Prosseguem em todo o país as passeatas e atos de protesto exigindo assistência médica para as claques de teatro, televisão, eventos e comícios.

Em Osasco, representantes dos movimentos reivindicatórios das claques foram saudados com aplausos pela população. Entretanto, alguns grupos de aposentados, que jogavam pega-varetas nas imediações, suspeitam que aqueles que aplaudiam seriam na verdade membros das próprias claques, numa demonstração forjada e fraudulenta de apoio. Confirmada a hipótese, teríamos o que se poderia chamar de claque da claque.

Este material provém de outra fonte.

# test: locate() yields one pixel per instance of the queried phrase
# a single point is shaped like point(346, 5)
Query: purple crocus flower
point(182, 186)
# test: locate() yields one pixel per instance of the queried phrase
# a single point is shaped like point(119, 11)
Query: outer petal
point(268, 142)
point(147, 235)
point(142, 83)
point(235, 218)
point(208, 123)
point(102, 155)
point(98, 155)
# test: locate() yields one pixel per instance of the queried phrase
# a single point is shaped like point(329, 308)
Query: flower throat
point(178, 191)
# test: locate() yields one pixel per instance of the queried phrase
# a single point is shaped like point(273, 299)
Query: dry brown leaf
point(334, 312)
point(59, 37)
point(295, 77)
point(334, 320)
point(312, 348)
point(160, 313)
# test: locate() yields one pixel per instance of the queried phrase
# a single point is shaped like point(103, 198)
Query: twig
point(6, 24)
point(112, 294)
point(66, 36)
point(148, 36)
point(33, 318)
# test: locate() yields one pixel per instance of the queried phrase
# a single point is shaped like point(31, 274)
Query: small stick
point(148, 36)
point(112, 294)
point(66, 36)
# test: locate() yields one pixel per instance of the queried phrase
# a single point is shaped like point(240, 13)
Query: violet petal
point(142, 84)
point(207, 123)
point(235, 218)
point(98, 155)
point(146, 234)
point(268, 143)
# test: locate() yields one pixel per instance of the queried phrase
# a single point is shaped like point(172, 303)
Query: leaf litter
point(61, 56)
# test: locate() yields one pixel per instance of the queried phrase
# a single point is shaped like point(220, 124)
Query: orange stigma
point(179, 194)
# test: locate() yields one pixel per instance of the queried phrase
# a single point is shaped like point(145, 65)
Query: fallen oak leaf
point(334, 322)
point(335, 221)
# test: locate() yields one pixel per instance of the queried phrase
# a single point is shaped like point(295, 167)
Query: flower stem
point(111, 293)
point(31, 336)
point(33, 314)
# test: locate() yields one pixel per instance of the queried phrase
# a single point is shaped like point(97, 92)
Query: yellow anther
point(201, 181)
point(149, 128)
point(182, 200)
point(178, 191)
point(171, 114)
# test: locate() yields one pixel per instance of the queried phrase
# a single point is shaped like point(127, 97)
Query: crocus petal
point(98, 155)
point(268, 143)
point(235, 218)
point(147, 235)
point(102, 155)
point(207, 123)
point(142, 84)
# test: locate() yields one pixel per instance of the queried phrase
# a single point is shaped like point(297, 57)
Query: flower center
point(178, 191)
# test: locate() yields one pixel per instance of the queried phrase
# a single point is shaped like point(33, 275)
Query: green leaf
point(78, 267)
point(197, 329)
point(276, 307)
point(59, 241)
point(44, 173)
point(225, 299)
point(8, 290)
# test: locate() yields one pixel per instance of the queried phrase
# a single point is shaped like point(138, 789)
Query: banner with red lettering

Polêmicas à parte, o fato é que os manifestantes distribuíram panfletos com as principais pautas do movimento, elencando os males a que estão sujeitos e contra os quais não contam com a mínima assistência:

. LER (Lesão por Esforços Repetitivos), ocasionada pelas sessões contínuas de salvas de palmas. Esta é a mais comum das moléstias enfrentadas pela classe.
. Afonia, provocada pelos gritos e exclamações nos programas de auditório, sendo os principais deles, por ordem de ocorrência: "ÊÊÊ", "Mais um" e "Lindooooooo". Esse esforço é redobrado sempre que a claque é incitada a abafar vaias. O que não é incomum nos quadros de calouros, em geral com transmissões ao vivo para todo o território nacional.
. Alergias diversas, em decorrência da infestação de fungos e bactérias nas mal-higienizadas poltronas dos estúdios de TV.
. Inanição. Alguns partidos políticos, por exemplo, alimentam suas numerosas claques de comício com apenas um croissant e um copo de limonada por pessoa, ao longo de jornadas que se arrastam por dezoito a vinte horas.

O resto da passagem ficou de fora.